A professional controls the conversation before objections ever happen.
An average agent negotiates price.
A great agent negotiates terms, timing, contingencies, inspection leverage, appraisal strategy, and net outcome.
There is a massive difference between selling a house and maximizing a sale.
And most sellers never realize what they left on the table because they never see the alternative.
That is what makes average service so dangerous.
Bad service is obvious.
You know when someone drops the ball.
But average service is subtle. It feels fine. It feels normal.
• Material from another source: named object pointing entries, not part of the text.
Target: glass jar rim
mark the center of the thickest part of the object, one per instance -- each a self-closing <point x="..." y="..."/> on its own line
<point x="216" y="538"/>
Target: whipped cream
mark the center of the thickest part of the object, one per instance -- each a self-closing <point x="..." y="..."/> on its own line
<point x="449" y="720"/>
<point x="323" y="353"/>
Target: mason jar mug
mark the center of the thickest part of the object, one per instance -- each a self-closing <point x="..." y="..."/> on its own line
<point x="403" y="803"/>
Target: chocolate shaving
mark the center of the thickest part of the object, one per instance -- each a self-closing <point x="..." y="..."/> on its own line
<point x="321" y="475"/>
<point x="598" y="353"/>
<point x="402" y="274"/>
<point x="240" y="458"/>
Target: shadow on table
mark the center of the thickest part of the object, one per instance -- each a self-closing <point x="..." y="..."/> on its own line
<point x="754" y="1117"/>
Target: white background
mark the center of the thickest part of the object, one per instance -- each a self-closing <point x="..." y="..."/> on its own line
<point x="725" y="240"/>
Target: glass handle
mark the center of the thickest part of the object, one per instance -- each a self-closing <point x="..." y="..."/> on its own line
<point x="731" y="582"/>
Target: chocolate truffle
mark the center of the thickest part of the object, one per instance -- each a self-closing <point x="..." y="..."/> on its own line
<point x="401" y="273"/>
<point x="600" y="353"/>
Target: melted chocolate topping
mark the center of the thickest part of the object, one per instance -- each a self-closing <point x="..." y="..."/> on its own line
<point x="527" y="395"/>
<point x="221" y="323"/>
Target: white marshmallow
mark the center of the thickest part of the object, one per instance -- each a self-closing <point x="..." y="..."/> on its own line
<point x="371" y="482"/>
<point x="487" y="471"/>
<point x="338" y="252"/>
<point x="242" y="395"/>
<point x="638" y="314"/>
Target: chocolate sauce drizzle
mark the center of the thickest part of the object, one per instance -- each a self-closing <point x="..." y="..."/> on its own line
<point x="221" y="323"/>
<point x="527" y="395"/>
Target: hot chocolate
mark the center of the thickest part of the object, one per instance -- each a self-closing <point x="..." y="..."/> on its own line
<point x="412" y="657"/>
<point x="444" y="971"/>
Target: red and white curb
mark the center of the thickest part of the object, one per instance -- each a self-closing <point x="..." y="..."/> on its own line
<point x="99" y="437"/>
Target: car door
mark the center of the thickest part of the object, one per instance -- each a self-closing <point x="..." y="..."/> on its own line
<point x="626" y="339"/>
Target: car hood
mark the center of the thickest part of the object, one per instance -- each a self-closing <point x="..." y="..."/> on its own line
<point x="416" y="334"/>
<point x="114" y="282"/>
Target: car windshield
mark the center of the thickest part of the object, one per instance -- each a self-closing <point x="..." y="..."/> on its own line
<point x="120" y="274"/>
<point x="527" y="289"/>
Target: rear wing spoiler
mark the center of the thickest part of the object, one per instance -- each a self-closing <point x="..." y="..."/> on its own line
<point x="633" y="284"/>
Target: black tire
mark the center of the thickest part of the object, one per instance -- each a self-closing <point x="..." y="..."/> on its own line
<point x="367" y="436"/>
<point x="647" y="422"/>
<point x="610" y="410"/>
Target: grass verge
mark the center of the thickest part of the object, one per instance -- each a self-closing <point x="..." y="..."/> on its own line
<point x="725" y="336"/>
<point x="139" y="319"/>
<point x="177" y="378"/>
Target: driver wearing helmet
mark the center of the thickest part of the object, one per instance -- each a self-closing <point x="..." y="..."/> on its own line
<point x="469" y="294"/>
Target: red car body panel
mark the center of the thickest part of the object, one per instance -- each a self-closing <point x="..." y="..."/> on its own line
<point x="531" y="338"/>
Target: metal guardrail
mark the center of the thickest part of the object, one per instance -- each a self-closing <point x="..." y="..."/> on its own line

It feels like “this is just how real estate works.”
That’s where people lose money.
They assume the result they got was the best result possible, when in reality it may have simply been the easiest result for the agent.
That distinction matters.
Because many agents are trained to focus on speed, not strategy.
Get the listing.
Get it sold.
Move to the next one.
But homeowners should be asking a very different question:
Not “How fast can you sell my home?”
But “How well can you protect my equity?”
Because speed without strategy can be expensive.
Taking the first offer because it feels safe can be expensive.
Underpricing for convenience can be expensive.
Poor inspection negotiation can be expensive.
Weak contract management can be expensive.
Choosing the wrong representation can be the most expensive decision of the entire process.
And yet, many homeowners choose an agent the same way they choose a pizza place.
A friend referred them.
They saw their face on Facebook.
They received a postcard.
They met them once at a school event.
They liked their personality.
None of those things determine competence.
Being likable is not a strategy.
Being familiar is not expertise.
And having a real estate license does not mean someone knows how to protect your financial future.
The better question is:
Who are you trusting with one of the largest financial decisions of your life?
Who has the systems?
Who has the discipline?
Who understands leverage?
Who knows how to create demand instead of chasing buyers?
Who treats your home sale like a business decision, not a casual transaction?
That is the person you hire.
Not the cheapest.
Not the closest.
Not the most convenient.
The most capable.
Because “good enough” is everywhere.
Excellence is rare.
True professionalism is rare.
Real strategy is rare.
And in an industry filled with average, the right representation changes everything.
You do not need another agent promising the same things everyone else promises.
You need someone who understands that your home is not just a property.
It is equity.
It is leverage.
It is opportunity.
It is one of the largest financial decisions you will ever make.
That deserves more than good enough.
It deserves exceptional.
Because average is expensive.
And good enough is costing people far more than they realize.